Abstract: One-dimensional log-gases, or Beta-ensembles, are statistical physics models finding an incarnation in random matrix theory. Their limit behavior at microscopic scale is known as the Sine-beta process, its original description involves systems of coupled SDE's. In a joint work with D. Dereudre, A. Hardy, and M. Maïda, we give a new description of Sine-beta as an "infinite volume Gibbs measure", using the Dobrushin-Lanford-Ruelle (DLR) formalism, and we use it to prove the rigidity of the process, in the sense of Ghosh-Peres. Another application is a CLT for fluctuations of linear statistics.

## November 22, Thanksgiving Break, No Seminar

## Monday, November 26, 4pm, Van Vleck 911 Vadim Gorin, MIT

** Please note the unusual day, time,
and room.**

Title: **Macroscopic fluctuations through Schur generating functions**

Abstract: I will talk about a special class of large-dimensional stochastic systems with strong correlations.
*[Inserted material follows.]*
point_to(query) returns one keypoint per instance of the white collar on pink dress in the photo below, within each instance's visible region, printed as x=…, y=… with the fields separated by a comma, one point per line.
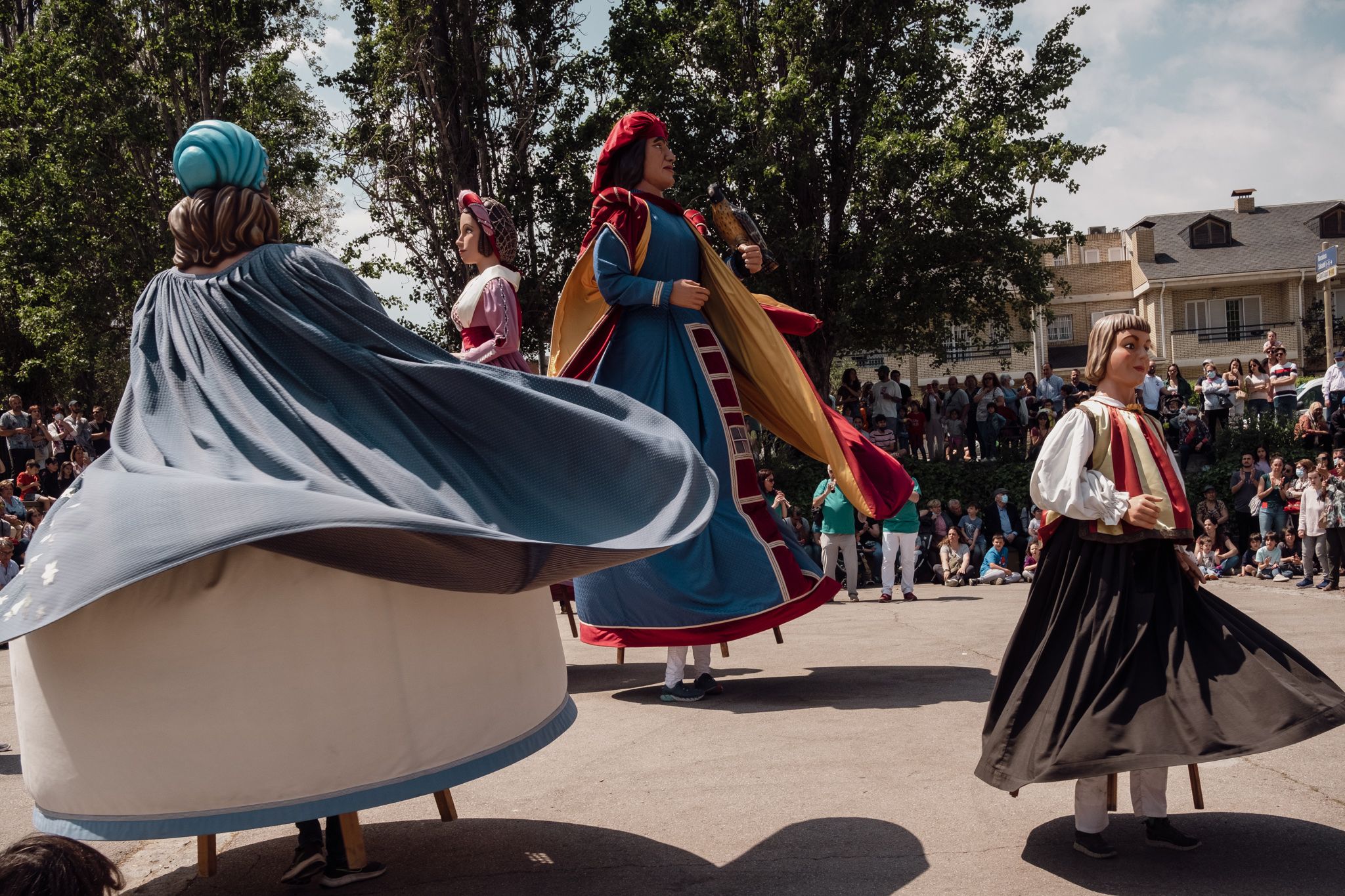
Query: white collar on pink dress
x=466, y=305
The main examples will be random tilings, non-colliding random walks, eigenvalues of random matrices, and measures governing decompositions of group representations into irreducible components.
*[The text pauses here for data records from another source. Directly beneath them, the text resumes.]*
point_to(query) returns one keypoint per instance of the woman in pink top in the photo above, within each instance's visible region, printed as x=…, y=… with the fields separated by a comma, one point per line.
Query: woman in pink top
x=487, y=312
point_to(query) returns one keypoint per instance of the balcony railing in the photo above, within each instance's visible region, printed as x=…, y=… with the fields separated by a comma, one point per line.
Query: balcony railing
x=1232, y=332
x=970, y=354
It is believed that macroscopic fluctuations in such systems are universally described by log-correlated Gaussian fields. I will present an approach to handle this question based on the notion of the Schur generating function of a probability distribution, and explain how it leads to a rigorous confirmation of this belief in a variety of situations.

## Wednesday, December 5, Subhabrata Sen, MIT and Microsoft Research New England

** Please note the unusual day and time **

Title: **Random graphs, Optimization, and Spin glasses**

Abstract: Combinatorial optimization problems are ubiquitous in diverse mathematical applications. The desire to understand their “typical” behavior motivates a study of these problems on random instances. In spite of a long and rich history, many natural questions in this domain are still intractable to rigorous mathematical analysis. Graph cut problems such as Max-Cut and Min-bisection are canonical examples in this class. On the other hand, physicists study these questions using the non-rigorous “replica” and “cavity” methods, and predict complex, intriguing features. In this talk, I will describe some recent progress in our understanding of their typical properties on random graphs, obtained via connections to the theory of mean-field spin glasses. The new techniques are broadly applicable, and lead to novel algorithmic and statistical consequences.